Burhanuddin menilai, beberapa kali konflik yang terjadi di internal Golkar ditengarai hadirnya kekuasaan yang mengintervensi konflik tersebut sampai akhirnya selesai.
“Setya Novanto terpilih tidak bisa dilepaskan dari Setnov memiliki restu kekuasaan. ARB (Aburizal Bakrie -red) menjadi ketua umum partai Golkar juga tidak terlepas dari restu SBY,” papar Direktur Eksekutif Indokator Politik Indonesia itu.
Menurut Burhanuddin yang juga merupakan pengamat politik dari UIN Jakarta ini, doktrin kekaryaan yang menjadi identitas partai Golkar menjadikan elit partai akan selalu mendekat dengan kekuasaan.
“Dalam Golkar restu kekuasaan bukan sesuatu hal yang haram. Dengan doktrin kekaryaan. Maka elit tidak bisa jauh dengan kekuasaan,” katanya.
“Saya ingat betul ketika ARB menjauh dari kekuasaan, justru elektabilitas Golkar itu 8-9 persen. Massa konstituen partai Golkar ingin elit partai mendekat ke kekuasaan,” sambung Burhanuddin.
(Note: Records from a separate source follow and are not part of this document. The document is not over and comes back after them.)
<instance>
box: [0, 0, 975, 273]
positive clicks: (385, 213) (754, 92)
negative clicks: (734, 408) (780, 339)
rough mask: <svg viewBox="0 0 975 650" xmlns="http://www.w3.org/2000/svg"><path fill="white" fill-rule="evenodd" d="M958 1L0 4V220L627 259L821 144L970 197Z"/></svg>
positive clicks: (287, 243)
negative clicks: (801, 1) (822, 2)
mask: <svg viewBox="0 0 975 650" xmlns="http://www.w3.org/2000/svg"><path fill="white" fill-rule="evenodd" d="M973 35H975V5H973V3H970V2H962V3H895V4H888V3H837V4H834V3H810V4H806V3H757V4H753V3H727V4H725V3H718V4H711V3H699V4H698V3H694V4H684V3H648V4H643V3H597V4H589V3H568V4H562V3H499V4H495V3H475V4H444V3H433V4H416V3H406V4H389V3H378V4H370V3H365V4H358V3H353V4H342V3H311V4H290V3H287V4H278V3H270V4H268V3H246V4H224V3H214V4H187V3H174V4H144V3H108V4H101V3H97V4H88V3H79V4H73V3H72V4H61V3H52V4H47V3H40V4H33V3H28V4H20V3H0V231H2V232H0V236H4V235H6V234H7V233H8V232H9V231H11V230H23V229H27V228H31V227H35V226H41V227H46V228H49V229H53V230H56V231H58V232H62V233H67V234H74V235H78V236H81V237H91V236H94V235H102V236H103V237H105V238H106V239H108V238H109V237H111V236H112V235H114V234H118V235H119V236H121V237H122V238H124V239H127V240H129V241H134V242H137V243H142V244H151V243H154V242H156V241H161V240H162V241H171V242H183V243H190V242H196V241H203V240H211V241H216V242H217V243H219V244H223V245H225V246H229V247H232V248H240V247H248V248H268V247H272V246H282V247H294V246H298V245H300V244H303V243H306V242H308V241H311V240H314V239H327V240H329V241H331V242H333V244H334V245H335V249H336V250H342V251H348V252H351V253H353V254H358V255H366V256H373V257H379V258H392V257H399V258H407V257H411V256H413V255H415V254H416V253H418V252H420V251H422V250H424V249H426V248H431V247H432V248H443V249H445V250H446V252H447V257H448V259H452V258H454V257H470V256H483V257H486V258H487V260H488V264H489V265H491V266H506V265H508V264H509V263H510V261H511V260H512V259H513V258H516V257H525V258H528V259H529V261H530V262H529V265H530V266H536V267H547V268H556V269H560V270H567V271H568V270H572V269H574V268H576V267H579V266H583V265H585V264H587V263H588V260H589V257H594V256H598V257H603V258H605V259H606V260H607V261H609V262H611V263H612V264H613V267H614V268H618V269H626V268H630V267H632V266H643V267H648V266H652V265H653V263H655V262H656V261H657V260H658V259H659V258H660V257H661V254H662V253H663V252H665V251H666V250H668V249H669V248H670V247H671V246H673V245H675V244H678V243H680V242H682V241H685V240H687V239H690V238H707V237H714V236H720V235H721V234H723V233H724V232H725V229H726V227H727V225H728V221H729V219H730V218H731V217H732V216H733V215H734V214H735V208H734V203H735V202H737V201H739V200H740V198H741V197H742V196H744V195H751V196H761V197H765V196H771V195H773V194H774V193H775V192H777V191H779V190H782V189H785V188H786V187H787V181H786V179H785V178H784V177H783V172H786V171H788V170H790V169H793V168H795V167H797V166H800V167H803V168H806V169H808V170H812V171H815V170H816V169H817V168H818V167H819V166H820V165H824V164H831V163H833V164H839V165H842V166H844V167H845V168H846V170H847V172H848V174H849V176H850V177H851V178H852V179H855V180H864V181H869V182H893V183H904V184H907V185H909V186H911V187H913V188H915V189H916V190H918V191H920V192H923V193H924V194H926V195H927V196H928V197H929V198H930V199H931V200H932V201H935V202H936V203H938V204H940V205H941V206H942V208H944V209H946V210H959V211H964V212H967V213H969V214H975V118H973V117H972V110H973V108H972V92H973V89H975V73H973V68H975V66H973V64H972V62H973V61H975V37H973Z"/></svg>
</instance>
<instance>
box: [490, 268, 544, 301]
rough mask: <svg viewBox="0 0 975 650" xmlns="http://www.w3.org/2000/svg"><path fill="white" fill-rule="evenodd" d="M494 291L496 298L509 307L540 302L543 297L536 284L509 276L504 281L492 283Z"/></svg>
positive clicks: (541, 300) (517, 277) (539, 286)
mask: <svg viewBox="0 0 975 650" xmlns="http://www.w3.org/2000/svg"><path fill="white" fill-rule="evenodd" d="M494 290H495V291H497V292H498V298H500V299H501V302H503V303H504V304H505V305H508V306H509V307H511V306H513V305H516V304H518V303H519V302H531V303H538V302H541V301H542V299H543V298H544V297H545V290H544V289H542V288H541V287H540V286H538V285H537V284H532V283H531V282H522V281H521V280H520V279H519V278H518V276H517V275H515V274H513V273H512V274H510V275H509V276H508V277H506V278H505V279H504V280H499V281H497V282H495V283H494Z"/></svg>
Hal tersebut juga, kata dia, dapat dilihat dari awal kepemimpinan Setya Novanto, di mana partai Golkar mengalami kenaikan elektabilitas pasca deklarasi dukungannya terhadap Jokowi.
“Di awal kekuasaan Setnov mengalami masa kejayaan 16 persen elektabilitasnya, mengalami peningkatan. Itu yang kita rilis. Awal kepemimpinan Setnov mendekatkan diri dengan kekuasaan yaitu pada saat mendukung jokowi, merupakan prestasi tersendiri bagi Setya Novanto,”pungkasnya.